COURTHOUSE – Virginia Beach will go it alone again to replenish the beach at Sandbridge because the federal government won’t pony up.
Officials in September confirmed that the replenishment project will go ahead next year, possibly in the summertime, using local money set aside through a taxing district in the residential resort community.
Sandbridge has become self-reliant through a district that gathers tax money to put toward beach projects. The federal government is supposed to cover two thirds of the cost under a longstanding agreement with Virginia Beach.
Virginia Beach, as it did in 2013, will foot the bill and partner with the U.S. Army Corps of Engineers Norfolk District for expertise.
City Manager Dave Hansen on Tuesday, Sept. 12, sent a letter to U.S. Army Col. James Kelly, commanding officer of the district.
Hansen, who once served as head of the district himself, wrote that the city will commit up to $21.5 million for the upcoming project.

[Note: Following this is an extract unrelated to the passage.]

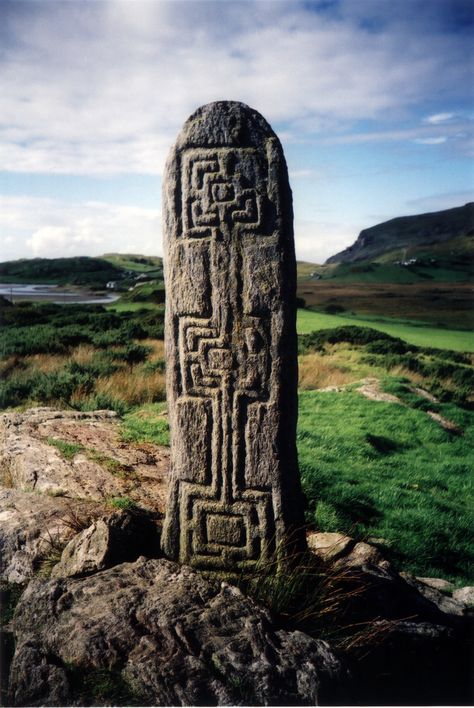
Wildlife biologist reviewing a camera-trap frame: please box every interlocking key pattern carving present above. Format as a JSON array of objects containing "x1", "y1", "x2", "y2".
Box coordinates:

The letter seeks a memorandum of understanding to work together while using local dollars to pay for the work.
“When we started this project back in the 1990s, it was to be 65 percent federal and 35 percent local,” City Council Member Barbara Henley, who represents the Princess Anne District that includes Sandbridge, noted during the council work session on Tuesday, Sept. 19.

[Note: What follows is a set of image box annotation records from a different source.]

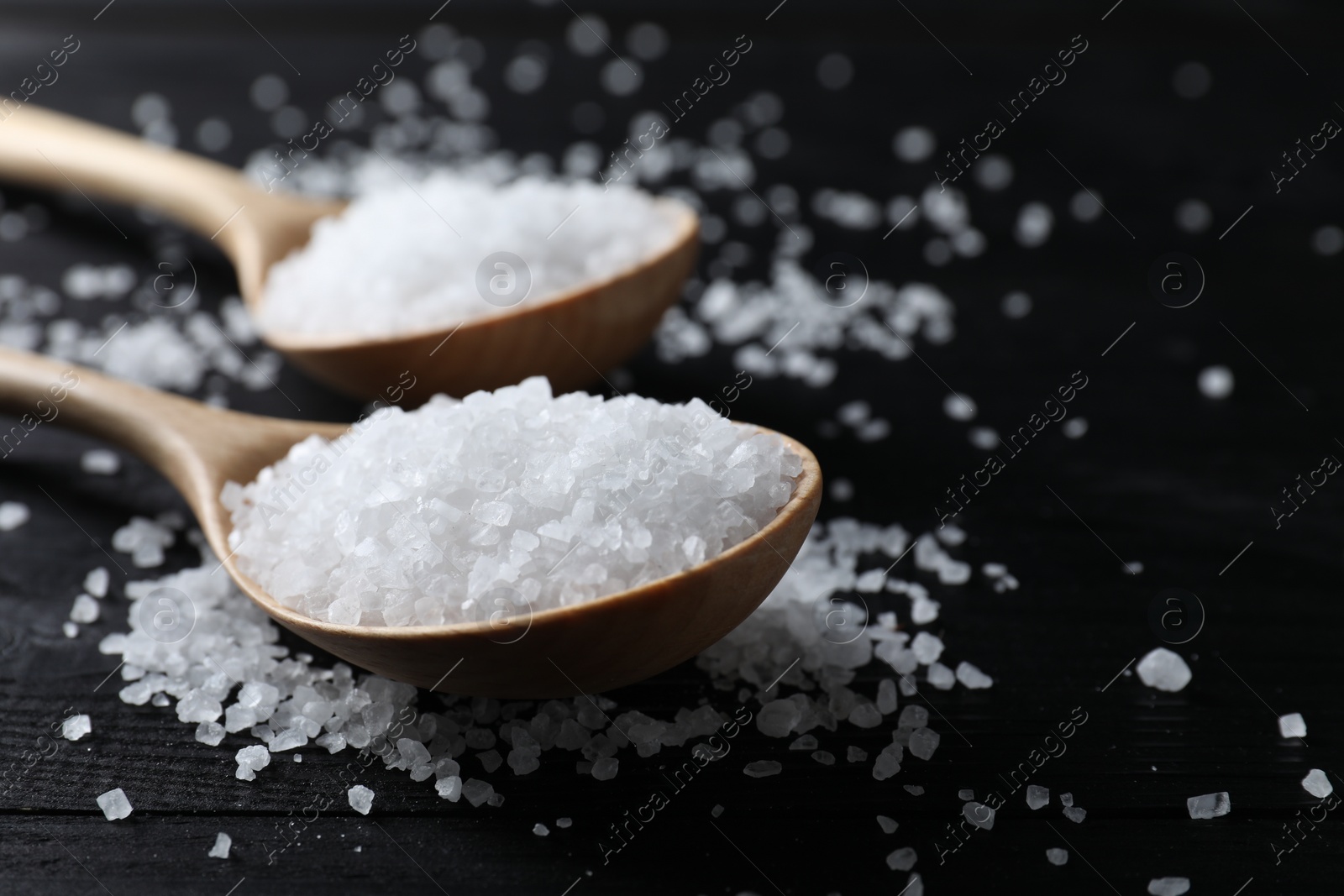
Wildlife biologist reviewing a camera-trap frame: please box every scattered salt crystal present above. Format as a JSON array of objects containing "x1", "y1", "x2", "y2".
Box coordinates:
[
  {"x1": 742, "y1": 759, "x2": 784, "y2": 778},
  {"x1": 197, "y1": 721, "x2": 224, "y2": 747},
  {"x1": 961, "y1": 800, "x2": 995, "y2": 831},
  {"x1": 1136, "y1": 647, "x2": 1191, "y2": 690},
  {"x1": 1278, "y1": 712, "x2": 1306, "y2": 737},
  {"x1": 60, "y1": 713, "x2": 92, "y2": 740},
  {"x1": 79, "y1": 448, "x2": 121, "y2": 475},
  {"x1": 98, "y1": 787, "x2": 132, "y2": 820},
  {"x1": 0, "y1": 501, "x2": 32, "y2": 532},
  {"x1": 1302, "y1": 768, "x2": 1335, "y2": 799},
  {"x1": 1185, "y1": 791, "x2": 1232, "y2": 818},
  {"x1": 910, "y1": 728, "x2": 942, "y2": 760},
  {"x1": 345, "y1": 784, "x2": 374, "y2": 815},
  {"x1": 462, "y1": 778, "x2": 495, "y2": 809},
  {"x1": 70, "y1": 594, "x2": 98, "y2": 623},
  {"x1": 957, "y1": 661, "x2": 995, "y2": 690},
  {"x1": 260, "y1": 170, "x2": 676, "y2": 336},
  {"x1": 85, "y1": 567, "x2": 109, "y2": 598},
  {"x1": 206, "y1": 831, "x2": 234, "y2": 858},
  {"x1": 1147, "y1": 878, "x2": 1189, "y2": 896},
  {"x1": 1199, "y1": 364, "x2": 1232, "y2": 399}
]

“The good old days,” Mayor Will Sessoms responded.
City officials in recent meetings with the Sandbridge community have said they would recommend the project to go forward next year, whether or not the federal government contributed money.

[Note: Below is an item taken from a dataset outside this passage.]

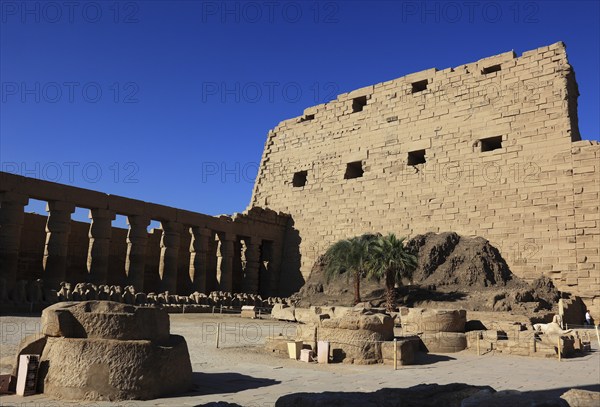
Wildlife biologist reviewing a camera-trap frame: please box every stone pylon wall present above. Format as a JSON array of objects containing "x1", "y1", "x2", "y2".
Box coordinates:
[{"x1": 250, "y1": 43, "x2": 600, "y2": 305}]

Beach nourishment programs replenish beaches by putting sand back to protect homes and property from storms.
“We spend millions to save billions,” Dan Adams, coastal program manager for public works, said during a meeting with the Sandbridge Beach Civic League at Sandbridge Community Chapel United Methodist Church on Monday, April 17.
The Independent News this spring published a report called “Sand Dollars” about uncertainty in federal funding for beach nourishment projects. That story contains a history of efforts to restore the beach in Sandbridge, with and without federal cash helping put more sand on the beach.
“There’s just not funding being allocated to the corps for them to put it into their work plan, and for them to distribute it in the current Norfolk plan,” Hansen said during the meeting on Tuesday, Sept 19.
Henley credited the Sandbridge community with having the foresight to ensure a local funding stream to maintain the beach.
“Here we’re able to do it without the federal money,” she said, “which is amazing.”